Winnipeg’s police union is still hopeful layoffs within the force won’t be necessary, despite a city hall decision not to hike the police budget by more than 6.3 per cent – or $16.7 million.
In their budget estimate, the police service and the police board asked the city to approve a $20-million budget increase just to maintain status-quo operations, later proposing a leaner $18.95-million increase. Without that money, the police service said it may have to cut jobs. It’s proposing layoffs of 40 cadets and 20 new police recruits, as well as cancellation of a 20-officer fall recruit class.
Winnipeg Police Association president Maurice Sabourin said Wednesday he doesn’t believe the job cuts are likely.
“I don’t think so. I think the city will find money somewhere else,” he said, suggesting it might be time to reconsider the police service’s agreement with the city’s fleet management agency. He said WPS could spend less money on police vehicles if it didn’t have to go through fleet management.
‘ … They may save that $2.5 million on the front end, but I’m telling you on the back end, they’re going to be paying overtime out the yin-yang’– Winnipeg Police Association president Maurice Sabourin
The police board’s request for more money to be shuffled into the police budget – which board chairman Coun. Scott Gillingham openly disagreed with – was shot down unanimously by the executive policy committee. The city’s budget still has to go before council on March 22 for final approval.
“It seems like they’re standing firm but we’re still hoping that they’re going to re-evaluate this and realize that a decrease in members is really going to impact the service and safety to the citizens,” Sabourin said.
Outgoing police chief Devon Clunis has said without that extra $2.5 million, the police service will be forced into a reactive, rather than proactive, role.
Morale among the officers enrolled in the Winnipeg Police Service’s latest recruit class is still good, Sabourin said, even though the police service said 20 of the 37 recruits may have to be cut. They started the spring class only about a month ago, Sabourin said, and they know a final decision hasn’t yet been made.
But if the budget isn’t increased, Sabourin predicts a dip in police morale and a spike in overtime costs.
If job cuts happen, equal numbers of cadets and police officers must be laid off, according to a clause in the police service’s collective agreement with the police association that was put in place to safeguard against replacing police with lower-paid and less-rigorously trained cadets.
“By eliminating the cadets, you’re going to see a bigger demand for police officers, you’re going to see a spike in overtime. Overtime is budgeted right now, for a certain amount, and they may save that $2.5 million on the front end, but I’m telling you on the back end, they’re going to be paying overtime out the yin-yang.”
Overtime costs are already on the rise, according to a police service financial report from May 2015 – the most recent publicly released before the police board. It showed overtime costs rose by more than 20 per cent last year and the police service was on track to be $500,000 over budget for regular overtime by the end of 2015.
Winnipeg’s police budget, which would sit at $280 million after this proposed 6.3 per cent increase, has ballooned by 80 per cent over the past decade, largely due to salary and benefit increases as set out in the collective agreement. They account for 85 per cent of the police budget. The overall cost of policing – taking into account WPS expenses and revenue – has increased by nearly 50 per cent over the past decade and calls for service have spiked by 25 per cent.
Sabourin said police salaries are “market-driven,” and compared during negotiations to those in Edmonton and Calgary.
“For the city to make the argument that policing is unsustainable as a result of salaries and benefits is a bit of a misnomer,” he said, emphasizing that rising costs have more to do with heavier police workloads and a wider range of responsibilities that often see police dealing with the fallout of social issues in the city.

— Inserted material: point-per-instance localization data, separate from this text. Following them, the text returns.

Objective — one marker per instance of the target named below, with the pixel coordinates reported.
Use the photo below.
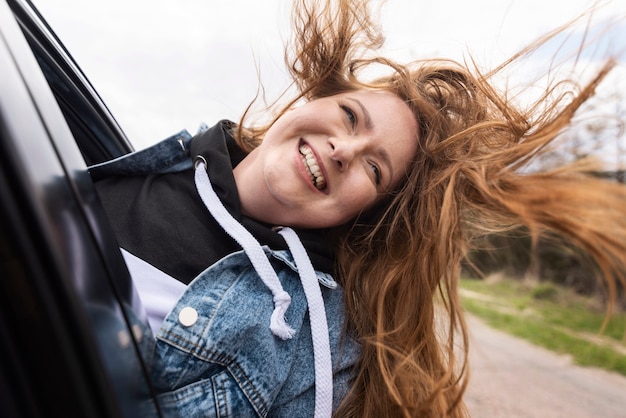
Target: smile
(312, 167)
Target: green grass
(552, 317)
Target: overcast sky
(166, 65)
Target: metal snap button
(188, 316)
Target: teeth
(312, 167)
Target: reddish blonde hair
(400, 262)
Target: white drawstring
(310, 284)
(319, 325)
(252, 248)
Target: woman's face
(322, 163)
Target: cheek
(358, 197)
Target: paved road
(511, 378)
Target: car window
(72, 331)
(97, 134)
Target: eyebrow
(380, 151)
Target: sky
(166, 65)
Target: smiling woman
(304, 259)
(323, 163)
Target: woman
(386, 182)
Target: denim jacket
(224, 360)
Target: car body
(73, 333)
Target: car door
(73, 336)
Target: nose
(344, 149)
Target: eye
(350, 115)
(376, 171)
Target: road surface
(511, 378)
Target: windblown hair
(400, 262)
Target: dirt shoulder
(513, 378)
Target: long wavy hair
(400, 262)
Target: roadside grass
(550, 316)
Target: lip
(302, 168)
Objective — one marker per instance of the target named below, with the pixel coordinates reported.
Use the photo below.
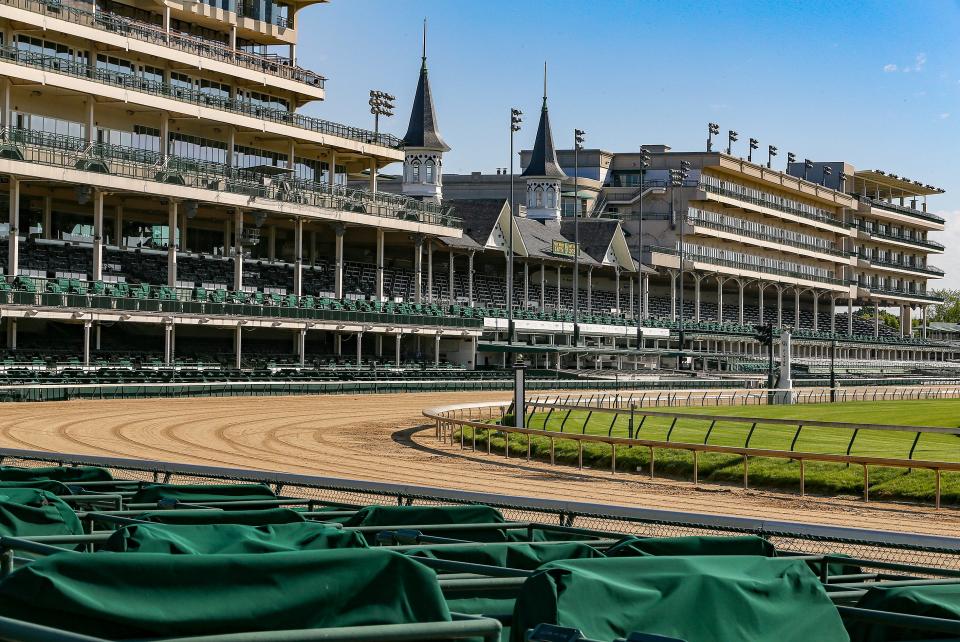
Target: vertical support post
(172, 243)
(13, 255)
(339, 232)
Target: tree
(949, 310)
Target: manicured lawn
(888, 483)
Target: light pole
(515, 121)
(578, 138)
(644, 164)
(713, 129)
(677, 176)
(731, 139)
(381, 104)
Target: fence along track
(454, 418)
(881, 546)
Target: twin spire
(423, 130)
(543, 159)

“It’s the courts that have imposed so many decisions upon us that handcuff us to a certain extent, to provide absolutely every little bit of disclosure possible, having to spend the extra time in court, sitting in hospitals with mental-health patients,” among other demands, Sabourin said.
But more police officers doesn’t necessarily mean less crime, said Michael Weinrath, a criminal-justice professor at the University of Winnipeg. He said the police service hasn’t been able to produce enough data to link lower crime rates specifically to its enforcement efforts. He doesn’t believe a smaller-than-requested budget increase will affect crime rates in the city.
“Police unions are smart. They mobilize, and it’s not unusual for them to raise the spectre of public safety being put at risk with these significant cutbacks. The objective reality, if you go back over the last 10 years, is that the police have gotten steady increases (and) they’ve gotten some substantial increases in staffing,” Weinrath said.
About 10 years ago, the police force gained 200 officers, and currently has a complement of about 1,900 officers and civilian staff.
“They were getting increases and being given more police even while the crime rate was going down. They’ve benefited, or did benefit, from a real preoccupation by the public and politicians with crime and the perception of crime. And so while it’s true that in Winnipeg we do have a higher violent crime rate than most other places in the country, the police have gotten substantial (budget) increases and staffing increases to manage that crime,” Weinrath added.